Implemented recalibrated modules: eval, audit, modification. Later modules remain gated by the roadmap rather than phase-number versioning.

Not In Scope

  • subagent framework as a general platform;
  • MCP;
  • web UI;
  • hosted marketplace;
  • modification of primitive implementations (Layer F);
  • modification of the agent loop or harness code itself (Layer G);
  • prompt evolution outside the explicit Layer D mechanism with audit diff;
  • context/playbook evolution as a separate axis;
  • model fine-tuning.

Honest Closure

The roadmap declares explicit decision gates at the end of Phase 1, Phase 2, and Phase 3. Each gate has a structural failure mode (noisy friction signals, junk proposals, no measurable aggregate improvement).
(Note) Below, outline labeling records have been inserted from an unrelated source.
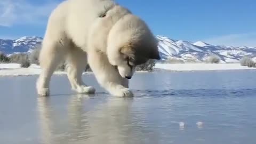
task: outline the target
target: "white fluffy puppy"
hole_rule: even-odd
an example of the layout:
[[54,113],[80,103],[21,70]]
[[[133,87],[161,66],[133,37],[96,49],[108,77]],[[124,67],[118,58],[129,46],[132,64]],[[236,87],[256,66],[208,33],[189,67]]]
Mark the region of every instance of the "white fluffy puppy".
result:
[[133,96],[129,89],[136,66],[159,59],[157,41],[145,22],[112,0],[67,0],[49,17],[39,63],[38,94],[50,94],[51,77],[61,60],[72,89],[93,93],[82,81],[87,62],[111,94]]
Failing any gate triggers an honest closure with a final What I learned document. The point of the recalibration is not to extend the project at any cost. It is to give the project a thesis that can actually be tested.
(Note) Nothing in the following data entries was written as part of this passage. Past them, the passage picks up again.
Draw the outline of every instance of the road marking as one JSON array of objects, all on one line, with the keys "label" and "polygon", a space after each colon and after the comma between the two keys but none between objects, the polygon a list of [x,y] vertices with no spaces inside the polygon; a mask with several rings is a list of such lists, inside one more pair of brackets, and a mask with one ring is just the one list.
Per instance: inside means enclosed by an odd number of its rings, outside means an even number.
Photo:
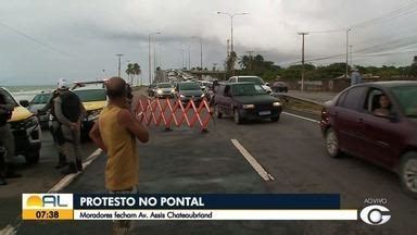
[{"label": "road marking", "polygon": [[287,115],[290,115],[290,116],[298,118],[298,119],[306,120],[306,121],[309,121],[309,122],[320,123],[320,122],[317,121],[317,120],[308,119],[308,118],[301,116],[301,115],[295,115],[295,114],[292,114],[292,113],[289,113],[289,112],[282,112],[282,113],[283,113],[283,114],[287,114]]},{"label": "road marking", "polygon": [[252,168],[261,175],[264,181],[274,181],[275,178],[265,171],[265,169],[256,161],[256,159],[237,140],[230,139],[235,147],[242,153]]},{"label": "road marking", "polygon": [[[83,163],[83,171],[87,169],[88,165],[91,164],[102,152],[101,149],[96,149]],[[58,193],[68,186],[81,172],[77,172],[74,174],[67,174],[60,182],[58,182],[51,189],[48,190],[48,194]],[[0,230],[1,235],[15,235],[17,234],[18,227],[22,225],[22,214],[15,219],[15,225],[8,224],[4,228]]]}]

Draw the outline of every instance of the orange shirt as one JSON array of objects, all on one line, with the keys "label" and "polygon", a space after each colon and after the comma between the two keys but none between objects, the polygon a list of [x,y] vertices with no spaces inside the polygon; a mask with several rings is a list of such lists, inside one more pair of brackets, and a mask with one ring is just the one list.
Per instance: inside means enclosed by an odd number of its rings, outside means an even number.
[{"label": "orange shirt", "polygon": [[138,184],[139,157],[136,137],[118,123],[122,109],[108,106],[99,116],[101,138],[108,148],[105,187],[108,190],[125,190]]}]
Open structural gap (the load-bearing one). The autonomous loop's validation still runs only the operator's deterministic eval criteria. A Layer A modification only affects behavior through the model's runtime prompt, which those criteria never exercise, so primary_improvement inside greco loop run is structurally pinned at 0ppm and the Phase 3 gate reports NeedsMoreData by construction — not by accident.
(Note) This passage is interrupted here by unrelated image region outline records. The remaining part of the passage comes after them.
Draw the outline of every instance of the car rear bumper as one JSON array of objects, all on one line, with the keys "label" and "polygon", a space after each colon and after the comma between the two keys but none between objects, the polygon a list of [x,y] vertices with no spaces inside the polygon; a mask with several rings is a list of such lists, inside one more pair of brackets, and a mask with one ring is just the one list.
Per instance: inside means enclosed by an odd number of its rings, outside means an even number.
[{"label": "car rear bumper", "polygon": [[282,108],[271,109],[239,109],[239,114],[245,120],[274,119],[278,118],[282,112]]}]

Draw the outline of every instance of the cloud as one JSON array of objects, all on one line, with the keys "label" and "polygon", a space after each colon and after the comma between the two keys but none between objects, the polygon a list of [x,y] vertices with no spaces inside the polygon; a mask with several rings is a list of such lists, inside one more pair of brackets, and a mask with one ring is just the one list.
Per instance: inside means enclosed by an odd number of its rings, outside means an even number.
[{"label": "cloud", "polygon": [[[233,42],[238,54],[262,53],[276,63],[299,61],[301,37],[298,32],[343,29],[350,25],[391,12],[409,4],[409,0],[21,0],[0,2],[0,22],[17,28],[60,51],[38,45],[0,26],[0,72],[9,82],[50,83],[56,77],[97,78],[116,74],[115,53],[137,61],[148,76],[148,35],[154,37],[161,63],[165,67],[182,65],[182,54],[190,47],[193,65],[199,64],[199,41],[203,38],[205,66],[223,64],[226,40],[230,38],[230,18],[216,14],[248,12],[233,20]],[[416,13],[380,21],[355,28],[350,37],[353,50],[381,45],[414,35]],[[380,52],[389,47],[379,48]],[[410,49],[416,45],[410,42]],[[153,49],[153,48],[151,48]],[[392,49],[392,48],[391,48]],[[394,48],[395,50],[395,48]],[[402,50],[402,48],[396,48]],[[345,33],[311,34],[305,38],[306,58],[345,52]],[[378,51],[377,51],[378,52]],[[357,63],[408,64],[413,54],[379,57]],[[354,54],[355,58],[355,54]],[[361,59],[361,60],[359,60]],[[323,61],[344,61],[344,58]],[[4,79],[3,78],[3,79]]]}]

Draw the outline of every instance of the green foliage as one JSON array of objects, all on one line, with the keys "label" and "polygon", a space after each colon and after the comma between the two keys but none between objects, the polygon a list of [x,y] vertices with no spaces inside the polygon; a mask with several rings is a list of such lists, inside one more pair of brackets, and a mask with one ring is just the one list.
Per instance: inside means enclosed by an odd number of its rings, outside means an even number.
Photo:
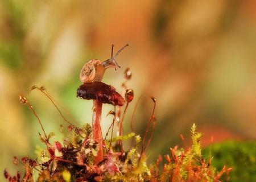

greco eval solve <task> closes the first half of this gap: it snapshots the workspace into an isolated copy, runs the model (run_agent) on the task with the harness state active, and grades the copy with the task criteria — so the solver is finally in the loop and its work is measured. What remains is to run eval solve twice inside autonomous validation (baseline with no candidate vs candidate active), feed the real delta into the existing comparison, and make a Phase 3 Pass gate autonomous --apply. Until that wiring lands, the governance machinery (typed layers, budgets, freeze, rollback, comparison, gate) is real and exercised, but the autonomous loop's central measurement is not yet the quantity the thesis is about.

Status Summary

The alpha skill cycle is closed and documented. The recalibrated v0 begins at 0.4.0-alpha.1 with instrumentation and baseline (Phase 1). 0.5.0-alpha.1 is the first release-gated Phase 2 alpha because it adds new CLI commands and a persistent modification-manifest format. 0.6.0-alpha.1 is the first release-gated Phase 3 alpha because it adds autonomous loop commands and persistent budget/freeze/checkpoint state. 0.6.1-alpha.1 is a Phase 3 patch because loop decisions now carry baseline-vs-candidate comparison deltas and apply only when the threshold policy admits them. 0.7.0-alpha.1 is a minor alpha because it adds greco loop gate, the public acceptance verdict surface for Phase 3 windows. 0.8.0-alpha.1 is a minor alpha because it adds greco eval solve, which runs the model inside an isolated workspace snapshot and grades it against the operator's criteria — the first half of putting the solver inside validation. 0.9.0-alpha.1 is a minor alpha because it adds greco modification compare, which measures a candidate's marginal primary_improvement_ppm by solving every task with and without the procedure active — the measurement the Phase 3 gate needs. 0.10.0-alpha.1 is a minor alpha because it adds greco loop run --with-solver, which gates autonomous apply on a positive measured marginal improvement — closing the solver-in-validation loop end to end. The tracked documentation set in docs/ is the public product contract.

About

An open experiment in whether a coding-agent harness can measurably improve itself within operator-defined budgets and evals — typed, layered, reversible self-modification. Embryonic single-operator alpha, in Rust.